A propósito, o jornalista e advogado Lafayete de Borborema, em editorial do "Jornal de Itabuna" edição de 17 de abril de 1929, relembrando o fato dizia: "E, então, no alto do edifício, dominando a cidade, prosperou uma efigie da Justiça, um homem de formas desconformes, musculoso, com as partes trazeiras bem desenvolvidas, despido, tendo uma tanga na cintura e em volta da cabeça um pano, Qual um gladiador em atitude de estar aguardando o adver8ário, a pitoresca figura mantinha à mão esquerda uma espada e na direita uma bandeja barata com uma das conchas mais pesada que a outra. Era sempre motivo de riso para quem via. Não era possível, entretanto, que ficasse aquela efígie da Justiça atestando o nosso grau de cultura e a nossa ignorância quanto ao símbolo da Justiça, representada pela Deusa Themis. Foi por isso que o actual governo do município, continuando a edificação, fez retirar aquele monstrengo. E claro que certamente muito do que foi dito sobre a estátua poderia ter sofrido a influência das posições políticas, mas o certo é que ela desapareceu de vez e nunca mais ninguém viu". 
O Intendente Benjamim de Andrade prosseguiu realmente com a obra e no dia 19 de maio de 1928 entregou o prédio ao delegado Diocleciano Portela, com todas as suas instalações prontas. 

Mesmo que concluído por um seu adversário, certamente a história deverá creditar ao coronel Henrique Alves a construção da cadeia publica que por tantos anos serviu à comunidade. Contudo, a conclusão de suas obras não encerrou o episódio da sua construção. Alguns fatos interessantes ocorreram, como por exemplo a tentativa da firma Sá Campos & Cia, em penhorar o imóvel sob a alegação de não ter recebido o seu crédito de vinte contos, tendo o coronel Henrique Alves pago do seu bolso e só vindo a receber no governo de Glicério Esteves de Lima em 1930.

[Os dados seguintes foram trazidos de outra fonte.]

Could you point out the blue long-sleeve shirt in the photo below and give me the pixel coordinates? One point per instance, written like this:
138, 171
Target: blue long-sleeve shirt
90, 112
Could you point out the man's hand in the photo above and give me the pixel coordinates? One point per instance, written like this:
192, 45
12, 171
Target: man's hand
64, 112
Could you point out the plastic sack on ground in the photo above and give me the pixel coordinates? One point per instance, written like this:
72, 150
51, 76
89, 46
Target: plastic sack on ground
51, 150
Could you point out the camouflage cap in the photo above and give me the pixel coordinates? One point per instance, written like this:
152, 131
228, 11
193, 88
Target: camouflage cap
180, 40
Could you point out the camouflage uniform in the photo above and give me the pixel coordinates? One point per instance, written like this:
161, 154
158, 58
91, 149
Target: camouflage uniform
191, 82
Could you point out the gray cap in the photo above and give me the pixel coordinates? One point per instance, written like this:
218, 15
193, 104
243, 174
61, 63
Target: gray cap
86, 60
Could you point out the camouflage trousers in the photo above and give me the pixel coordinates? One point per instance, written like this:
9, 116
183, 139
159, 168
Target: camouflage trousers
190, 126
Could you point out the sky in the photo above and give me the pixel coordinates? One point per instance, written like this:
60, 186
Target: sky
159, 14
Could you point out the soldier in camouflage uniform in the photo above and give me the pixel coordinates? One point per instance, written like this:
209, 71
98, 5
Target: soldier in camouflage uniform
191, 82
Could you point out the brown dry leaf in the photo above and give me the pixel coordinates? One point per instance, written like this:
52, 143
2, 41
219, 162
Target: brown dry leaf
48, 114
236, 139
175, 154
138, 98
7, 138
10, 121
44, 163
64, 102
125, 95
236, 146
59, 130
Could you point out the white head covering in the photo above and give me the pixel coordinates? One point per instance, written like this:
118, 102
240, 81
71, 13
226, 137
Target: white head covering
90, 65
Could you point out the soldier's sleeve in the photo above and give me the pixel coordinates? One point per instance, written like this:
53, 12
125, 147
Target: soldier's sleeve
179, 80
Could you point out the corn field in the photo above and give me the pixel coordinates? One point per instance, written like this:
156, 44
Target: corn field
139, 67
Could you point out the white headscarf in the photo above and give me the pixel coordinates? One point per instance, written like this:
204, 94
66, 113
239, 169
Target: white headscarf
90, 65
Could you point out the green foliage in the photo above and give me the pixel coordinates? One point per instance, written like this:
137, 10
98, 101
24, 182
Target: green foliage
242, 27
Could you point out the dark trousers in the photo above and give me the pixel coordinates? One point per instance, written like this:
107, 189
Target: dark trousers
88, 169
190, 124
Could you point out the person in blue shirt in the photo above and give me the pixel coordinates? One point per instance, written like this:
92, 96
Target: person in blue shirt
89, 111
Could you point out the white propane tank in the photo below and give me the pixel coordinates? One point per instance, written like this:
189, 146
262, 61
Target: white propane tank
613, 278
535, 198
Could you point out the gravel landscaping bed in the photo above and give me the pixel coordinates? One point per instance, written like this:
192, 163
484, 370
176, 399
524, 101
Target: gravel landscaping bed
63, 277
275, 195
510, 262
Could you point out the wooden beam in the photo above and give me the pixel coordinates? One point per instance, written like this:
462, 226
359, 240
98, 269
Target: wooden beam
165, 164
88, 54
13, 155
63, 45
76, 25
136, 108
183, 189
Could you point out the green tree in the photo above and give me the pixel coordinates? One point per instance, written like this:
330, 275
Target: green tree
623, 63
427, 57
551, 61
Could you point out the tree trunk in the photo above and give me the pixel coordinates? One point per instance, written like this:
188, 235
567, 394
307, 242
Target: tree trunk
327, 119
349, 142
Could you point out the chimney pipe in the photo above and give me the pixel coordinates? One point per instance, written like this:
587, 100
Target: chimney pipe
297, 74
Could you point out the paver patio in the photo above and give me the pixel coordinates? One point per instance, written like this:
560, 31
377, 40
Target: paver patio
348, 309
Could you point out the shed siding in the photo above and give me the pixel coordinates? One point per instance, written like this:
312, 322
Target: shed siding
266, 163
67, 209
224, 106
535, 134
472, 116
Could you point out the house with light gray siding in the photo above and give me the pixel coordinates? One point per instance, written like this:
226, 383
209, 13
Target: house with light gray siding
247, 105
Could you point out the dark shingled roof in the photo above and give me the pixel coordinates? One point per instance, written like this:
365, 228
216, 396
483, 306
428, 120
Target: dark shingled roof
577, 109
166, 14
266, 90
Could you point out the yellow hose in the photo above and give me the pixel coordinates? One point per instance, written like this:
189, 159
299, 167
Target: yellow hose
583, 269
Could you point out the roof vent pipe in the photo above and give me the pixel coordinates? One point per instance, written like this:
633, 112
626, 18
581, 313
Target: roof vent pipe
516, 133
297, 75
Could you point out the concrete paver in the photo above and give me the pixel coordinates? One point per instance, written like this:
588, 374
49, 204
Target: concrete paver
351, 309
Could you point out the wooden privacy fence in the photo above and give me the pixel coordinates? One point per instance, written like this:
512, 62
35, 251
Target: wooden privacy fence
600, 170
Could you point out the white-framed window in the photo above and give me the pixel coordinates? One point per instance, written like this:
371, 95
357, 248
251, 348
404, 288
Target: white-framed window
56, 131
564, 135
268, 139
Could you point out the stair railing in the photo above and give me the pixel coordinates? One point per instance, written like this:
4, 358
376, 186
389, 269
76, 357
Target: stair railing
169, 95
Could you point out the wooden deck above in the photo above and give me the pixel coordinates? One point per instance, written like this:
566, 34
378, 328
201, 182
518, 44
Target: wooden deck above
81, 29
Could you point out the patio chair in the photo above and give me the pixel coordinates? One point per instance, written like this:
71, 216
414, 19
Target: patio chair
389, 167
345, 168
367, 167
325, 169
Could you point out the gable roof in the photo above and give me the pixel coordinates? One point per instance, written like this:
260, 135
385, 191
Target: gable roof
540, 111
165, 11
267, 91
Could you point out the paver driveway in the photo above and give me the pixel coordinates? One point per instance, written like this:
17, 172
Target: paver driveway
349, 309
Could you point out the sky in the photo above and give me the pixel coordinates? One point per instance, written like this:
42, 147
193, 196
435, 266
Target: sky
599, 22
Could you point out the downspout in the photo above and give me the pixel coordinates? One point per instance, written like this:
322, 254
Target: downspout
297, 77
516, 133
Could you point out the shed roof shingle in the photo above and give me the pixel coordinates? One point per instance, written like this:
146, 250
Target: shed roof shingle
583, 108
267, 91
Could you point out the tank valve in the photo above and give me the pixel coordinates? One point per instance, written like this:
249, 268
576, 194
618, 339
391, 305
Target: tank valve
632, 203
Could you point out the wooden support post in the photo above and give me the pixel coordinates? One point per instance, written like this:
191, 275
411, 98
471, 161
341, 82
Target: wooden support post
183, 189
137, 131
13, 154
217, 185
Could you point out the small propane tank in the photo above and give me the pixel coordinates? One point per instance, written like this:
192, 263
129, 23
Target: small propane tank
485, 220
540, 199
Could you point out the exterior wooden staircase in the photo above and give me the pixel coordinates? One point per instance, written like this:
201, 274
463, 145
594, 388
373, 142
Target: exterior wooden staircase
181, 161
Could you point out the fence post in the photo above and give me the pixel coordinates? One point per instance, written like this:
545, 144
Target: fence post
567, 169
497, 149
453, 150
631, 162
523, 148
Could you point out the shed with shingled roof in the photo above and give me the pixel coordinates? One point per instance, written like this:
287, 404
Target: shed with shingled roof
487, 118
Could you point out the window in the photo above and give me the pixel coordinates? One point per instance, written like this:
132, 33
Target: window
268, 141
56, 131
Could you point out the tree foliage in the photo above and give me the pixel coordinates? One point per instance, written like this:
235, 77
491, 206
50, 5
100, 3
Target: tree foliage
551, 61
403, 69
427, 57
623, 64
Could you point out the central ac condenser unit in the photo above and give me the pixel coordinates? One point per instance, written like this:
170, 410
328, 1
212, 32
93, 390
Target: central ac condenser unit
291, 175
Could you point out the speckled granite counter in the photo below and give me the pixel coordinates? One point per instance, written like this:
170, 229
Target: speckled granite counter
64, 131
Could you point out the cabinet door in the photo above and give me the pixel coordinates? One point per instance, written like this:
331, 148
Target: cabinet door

Segundo se pode encontrar no livro especial de "Construção da Cadeia Pública de Itabuna", autenticado pessoalmente pelo coronel Henrique Alves, ao término de seu governo, a posição era a seguinte: o município gastou exatamente 128.719$50, tendo a Secretaria de Agricultura fornecido apenas 13.840$00, ficando um saldo devedor do Estado da Bahia de 114.879$20. Esse prédio tem assim contada a sua história. Mesmo iniciado pelo coronel Henrique Alves, a sensibilidade e o senso de responsabilidade do seu adversário e sucessor, Coronel Benjamim de Andrade, fizeram com que a comunidade pudesse dele usufruir. 

É certo que o passar dos anos e o processo de civilização, acabaram por tornar aquela cadeia que fora motivo de orgulho dos itabunenses pelas suas linhas arquitetônicas avançadas para a época, bem como pela sua utilidade, num motivo de vergonha e revolta. Em nossos tempos tornou-se uma masmorra, sem os mínimos requisitos de conforto, local onde os presos apodreciam nos cubículos infectos. Em boa hora o governo estadual construiu o complexo policial e desativou a velha cadeia. Posteriormente, graças ao trabalho e a sensibilidade do prefeito Ubaldo Dantas, o local transformou-se num centro de cultura e amparo às artes. Não resta a menor dúvida de que esse imóvel traz a sina de balançar a consciência do povo itabunense! A sua metamorfose, quando de masmorra se transforma em templo de arte, nos dá a certeza que ainda se pode confiar no poder de realização do Homem.